After King Gustav Vasa, Baron Hogenskild Bielke occupied Läckö Slott and then it was passed to Count Magnus Gabriel De la Gardie who is responsible for most of the decoration in the castle on display today. 

In addition to touring the gorgeous interior spaces, we visited the castle flower and vegetable gardens built along the lake in multiple layers framed by walls of stone and plants. The Head Gardener, Simone Irvine, showed us around, allowing us to taste the wonderful vegetables that were ready to be plucked for our dinner that evening in the nearby restaurant at Hotel Naturum where we were presented with the most fantastic dinner. The organic garden was inspiring to see but also to meet Simone, who has worked at Läckö Slott for twenty-five years, was very impressive. I admire his obvious love for gardening so much! 

Although you cannot sleep in Läckö Slott, you need not worry… Next door is the gorgeous Hotel Naturum Vänerskärgården Victoriahuset with large, welcoming rooms and delicious dining. For me, it was the views and the architecture of the building itself that stole my heart. I stood on my balcony breathing in the fresh air overlooking lake Vänern, the third largest lake in Europe. I could have spent a week in this hotel, it was so relaxing and cozy! Location: S-531 99 Lidköping, Sweden

Photographer: Holly Becker

See Borås

Located an hour outside of Gothenburg, Borås is best known for its history in textile manufacturing and so the Textile Fashion Center in Borås is a creative hub for culture, design, business and innovation.

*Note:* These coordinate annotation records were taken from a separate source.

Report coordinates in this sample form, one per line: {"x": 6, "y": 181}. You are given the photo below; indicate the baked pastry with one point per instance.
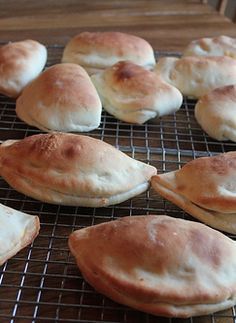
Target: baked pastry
{"x": 195, "y": 75}
{"x": 20, "y": 63}
{"x": 216, "y": 113}
{"x": 62, "y": 98}
{"x": 133, "y": 94}
{"x": 72, "y": 169}
{"x": 17, "y": 230}
{"x": 158, "y": 264}
{"x": 96, "y": 51}
{"x": 205, "y": 188}
{"x": 217, "y": 46}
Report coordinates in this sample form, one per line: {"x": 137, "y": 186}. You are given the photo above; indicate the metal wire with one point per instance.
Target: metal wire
{"x": 42, "y": 282}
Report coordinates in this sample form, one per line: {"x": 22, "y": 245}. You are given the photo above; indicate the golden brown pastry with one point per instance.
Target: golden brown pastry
{"x": 158, "y": 264}
{"x": 195, "y": 75}
{"x": 217, "y": 46}
{"x": 72, "y": 169}
{"x": 17, "y": 230}
{"x": 205, "y": 188}
{"x": 96, "y": 51}
{"x": 216, "y": 113}
{"x": 20, "y": 63}
{"x": 62, "y": 98}
{"x": 133, "y": 94}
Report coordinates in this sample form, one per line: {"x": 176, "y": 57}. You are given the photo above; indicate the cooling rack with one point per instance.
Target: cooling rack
{"x": 42, "y": 283}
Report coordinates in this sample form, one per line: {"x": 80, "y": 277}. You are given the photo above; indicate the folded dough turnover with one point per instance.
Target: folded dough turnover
{"x": 158, "y": 264}
{"x": 20, "y": 63}
{"x": 216, "y": 113}
{"x": 205, "y": 188}
{"x": 72, "y": 169}
{"x": 62, "y": 98}
{"x": 17, "y": 230}
{"x": 133, "y": 94}
{"x": 217, "y": 46}
{"x": 96, "y": 51}
{"x": 195, "y": 75}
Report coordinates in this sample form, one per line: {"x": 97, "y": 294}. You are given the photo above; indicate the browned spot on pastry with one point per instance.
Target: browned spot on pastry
{"x": 221, "y": 164}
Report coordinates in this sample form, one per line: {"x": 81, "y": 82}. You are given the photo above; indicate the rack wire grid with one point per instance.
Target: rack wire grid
{"x": 42, "y": 282}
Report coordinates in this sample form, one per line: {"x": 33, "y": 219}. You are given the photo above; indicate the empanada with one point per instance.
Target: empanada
{"x": 133, "y": 94}
{"x": 62, "y": 98}
{"x": 205, "y": 188}
{"x": 17, "y": 230}
{"x": 216, "y": 113}
{"x": 158, "y": 264}
{"x": 96, "y": 51}
{"x": 195, "y": 76}
{"x": 217, "y": 46}
{"x": 72, "y": 169}
{"x": 20, "y": 63}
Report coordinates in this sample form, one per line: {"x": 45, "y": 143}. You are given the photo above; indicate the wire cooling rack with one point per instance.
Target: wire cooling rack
{"x": 42, "y": 283}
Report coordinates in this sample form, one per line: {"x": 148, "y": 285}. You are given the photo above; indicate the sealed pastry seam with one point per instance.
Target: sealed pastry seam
{"x": 72, "y": 169}
{"x": 58, "y": 197}
{"x": 158, "y": 264}
{"x": 210, "y": 217}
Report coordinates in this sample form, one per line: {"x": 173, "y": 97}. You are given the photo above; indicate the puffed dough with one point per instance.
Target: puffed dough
{"x": 20, "y": 63}
{"x": 195, "y": 76}
{"x": 217, "y": 46}
{"x": 62, "y": 98}
{"x": 96, "y": 51}
{"x": 205, "y": 188}
{"x": 17, "y": 230}
{"x": 70, "y": 169}
{"x": 158, "y": 264}
{"x": 133, "y": 94}
{"x": 216, "y": 113}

Known as, “Europe’s Leading Science Park For Textile and Fashion”, this energetic, forward-thinking complex houses an impressive Textil Museet (Textile Museum), which is a historical walk through time to “experience” the textile industry in Sweden. You can also find the Smart Textile Showroom which showcases the various technological advances being made in the world of textile design which allow materials to be more interactive with the world around them but also to help those wearing them – for instance, fabric that can cool down someone in extreme heat. Also in this mecca of textile design, you can take courses in textile and fashion from high school training all the way up to university level. Location: Skaraborgsvägen 3 a Borås

Adjacent to the Textile Fashion Center, you will find Pumphuset, where you can drink, dine or catch a live band. I loved their massive selection of craft beers and the food was delicious! Location: Viskastrandsgatan, 506 30 Borås

Photographer: Holly Becker

While in Borås, you must see all of the street art! This actually took me by surprise, as I normally associate large, gritty European cities as the hot spots for fascinating street art (Berlin, for instance). The juxtaposition of this clean, quaint little city with street art of all sizes, colors and themes was absolutely worth the trip to Borås alone. I highly suggest taking a guided tour for the “No Limits Street Art” tour -- you can get great exercise, see the city by foot and learn all about the art that you will see, literally, at every turn. My favorite was the mural by Dutch artist TelmoMiel called, “The Adventures of Nils Holgersson”.